Elon Musk’s Neuralink has been make waves on the technological side of neural implants, but that has yet to show how we might actually use implants. For now, the demonstration of the promise of implants remains in the hands of the academic community.
This week, this community provided a impressive example of the promise of neural implants. Using an implant, a paralyzed individual managed to type around 90 characters per minute just by imagining he was writing those characters by hand.
Previous attempts to provide typing skills to paralyzed people via implants have involved giving subjects a virtual keyboard and letting them maneuver a cursor with their minds. The process is efficient but slow, and requires the user’s full attention, as the subject must follow the progress of the cursor and determine when to perform the equivalent of pressing a key. It also forces the user to spend time learning how to control the system.
But there are other possible ways to get characters out of the brain and place them on the page. Somewhere in our writing thought process, we form the intention to use a specific character, and using an implant to follow that intention could potentially work. Unfortunately, the process is not particularly well understood.
Downstream from this intention, a decision is transmitted to the motor cortex, where it translates into actions. Again, there is an intention stage, where the motor cortex determines that it will form the letter (by typing or writing, for example), which is then translated into specific muscle movements needed to perform the action. These processes are much better understood and this is what the research team has targeted for their new work.

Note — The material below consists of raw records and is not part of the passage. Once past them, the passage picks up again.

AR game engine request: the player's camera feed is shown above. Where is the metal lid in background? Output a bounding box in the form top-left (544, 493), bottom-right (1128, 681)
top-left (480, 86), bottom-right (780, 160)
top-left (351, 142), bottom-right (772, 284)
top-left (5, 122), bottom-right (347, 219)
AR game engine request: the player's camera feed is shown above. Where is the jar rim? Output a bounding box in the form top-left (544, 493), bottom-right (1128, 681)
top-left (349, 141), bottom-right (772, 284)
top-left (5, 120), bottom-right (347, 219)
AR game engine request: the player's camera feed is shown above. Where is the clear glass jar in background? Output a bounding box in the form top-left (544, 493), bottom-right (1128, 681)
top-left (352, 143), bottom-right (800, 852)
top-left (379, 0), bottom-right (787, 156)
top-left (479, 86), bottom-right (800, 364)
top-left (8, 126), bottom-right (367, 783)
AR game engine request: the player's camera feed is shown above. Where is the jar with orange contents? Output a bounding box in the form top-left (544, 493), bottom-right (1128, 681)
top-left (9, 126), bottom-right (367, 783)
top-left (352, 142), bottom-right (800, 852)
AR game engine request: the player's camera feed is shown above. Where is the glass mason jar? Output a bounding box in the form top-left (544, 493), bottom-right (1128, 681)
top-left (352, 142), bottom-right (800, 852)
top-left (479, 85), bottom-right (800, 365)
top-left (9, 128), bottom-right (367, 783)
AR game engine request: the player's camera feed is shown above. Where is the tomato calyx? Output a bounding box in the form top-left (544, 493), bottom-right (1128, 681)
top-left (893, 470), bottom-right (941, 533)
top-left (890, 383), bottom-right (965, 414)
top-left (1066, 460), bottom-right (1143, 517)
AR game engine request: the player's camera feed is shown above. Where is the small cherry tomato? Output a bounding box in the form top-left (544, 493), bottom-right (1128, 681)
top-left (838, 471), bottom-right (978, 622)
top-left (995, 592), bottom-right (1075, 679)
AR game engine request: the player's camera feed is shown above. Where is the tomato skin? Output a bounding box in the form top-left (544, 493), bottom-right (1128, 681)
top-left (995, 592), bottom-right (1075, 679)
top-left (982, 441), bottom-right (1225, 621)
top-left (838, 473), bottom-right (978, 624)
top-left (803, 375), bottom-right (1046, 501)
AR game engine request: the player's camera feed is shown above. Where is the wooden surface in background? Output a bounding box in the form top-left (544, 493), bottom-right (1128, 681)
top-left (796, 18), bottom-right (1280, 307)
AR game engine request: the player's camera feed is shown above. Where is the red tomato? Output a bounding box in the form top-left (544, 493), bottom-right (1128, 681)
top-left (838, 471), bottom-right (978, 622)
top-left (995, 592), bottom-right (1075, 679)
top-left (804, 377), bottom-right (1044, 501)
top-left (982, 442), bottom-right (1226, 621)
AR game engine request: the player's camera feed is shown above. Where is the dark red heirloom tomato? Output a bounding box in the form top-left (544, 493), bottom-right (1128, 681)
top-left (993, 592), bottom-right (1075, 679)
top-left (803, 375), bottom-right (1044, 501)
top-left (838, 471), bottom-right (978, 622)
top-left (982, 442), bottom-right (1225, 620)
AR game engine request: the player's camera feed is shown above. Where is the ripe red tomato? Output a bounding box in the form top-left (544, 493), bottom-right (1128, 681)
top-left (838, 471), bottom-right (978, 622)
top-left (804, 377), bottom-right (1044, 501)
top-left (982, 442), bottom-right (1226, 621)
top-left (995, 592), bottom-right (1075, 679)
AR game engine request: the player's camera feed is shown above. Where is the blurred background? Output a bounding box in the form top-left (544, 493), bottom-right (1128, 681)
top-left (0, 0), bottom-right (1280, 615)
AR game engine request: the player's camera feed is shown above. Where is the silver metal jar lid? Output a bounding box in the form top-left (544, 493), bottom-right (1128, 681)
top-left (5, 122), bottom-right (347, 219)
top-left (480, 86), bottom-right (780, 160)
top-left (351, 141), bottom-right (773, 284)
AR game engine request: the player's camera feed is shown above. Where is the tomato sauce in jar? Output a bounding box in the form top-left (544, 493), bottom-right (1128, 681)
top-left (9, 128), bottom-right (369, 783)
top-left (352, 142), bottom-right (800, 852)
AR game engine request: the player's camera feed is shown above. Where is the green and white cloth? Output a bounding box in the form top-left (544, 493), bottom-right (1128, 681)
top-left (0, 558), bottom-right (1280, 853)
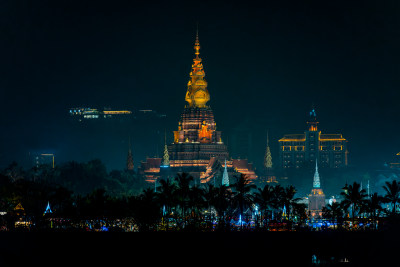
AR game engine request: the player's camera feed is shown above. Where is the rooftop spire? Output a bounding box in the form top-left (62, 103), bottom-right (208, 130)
top-left (162, 132), bottom-right (169, 167)
top-left (307, 104), bottom-right (318, 132)
top-left (126, 136), bottom-right (134, 171)
top-left (222, 160), bottom-right (229, 186)
top-left (264, 131), bottom-right (272, 169)
top-left (313, 160), bottom-right (321, 188)
top-left (185, 29), bottom-right (210, 108)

Specifically, the researchers placed two implants in the premotor cortex of a paralyzed person. It is believed that this area is involved in the formation of intentions to perform movements. Catching these intentions is much more likely to produce a clear signal than capturing the movements themselves, which are likely to be complex (any movement involves multiple muscles) and depend on the context (where your hand is in relation to the page on which you are writing, etc.).
With the implants in the right place, the researchers asked the participant to imagine writing letters on a page and recording neural activity as he did so.
In total, there were approximately 200 electrodes in the participant’s premotor cortex. Not all of them were informative for letter writing. But for those who were, the authors performed principal component analysis, which identified the characteristics of neural recordings that differed the most when various letters were imagined. By converting these recordings to a two-dimensional plot, it was evident that the activity observed when writing a single character was always clustered. And physically similar characters –p and b, for example, or h, not, and r: Clusters formed close to each other.
(The researchers also asked the participant to make punctuation marks such as a comma and question mark and used a> to denote a space and a tilde for a period.)
Overall, the researchers found they could decipher appropriateness with just over 94% accuracy, but the system required relatively slow analysis after recording neural data. To make things work in real time, the researchers trained a recurrent neural network to estimate the probability of a signal matching each letter.
Despite working with a relatively small amount of data (only 242 character sentences), the system performed remarkably well. The time lag between the thought and a character appearing on the screen was about half a second, and the participant was able to produce around 90 characters per minute, easily surpassing the previous record for implant typing, which was of about 25 characters per minute. The raw error rate was around 5% and applying a system such as automatic keystroke correction could reduce the error rate to 1%.
The tests were all done with prepared sentences. Once the system was validated, however, the researchers asked the participant to type free-form responses to the questions. Here the speed decreased a bit (75 characters per minute) and the errors increased by 2% after autocorrection, but the system was still working.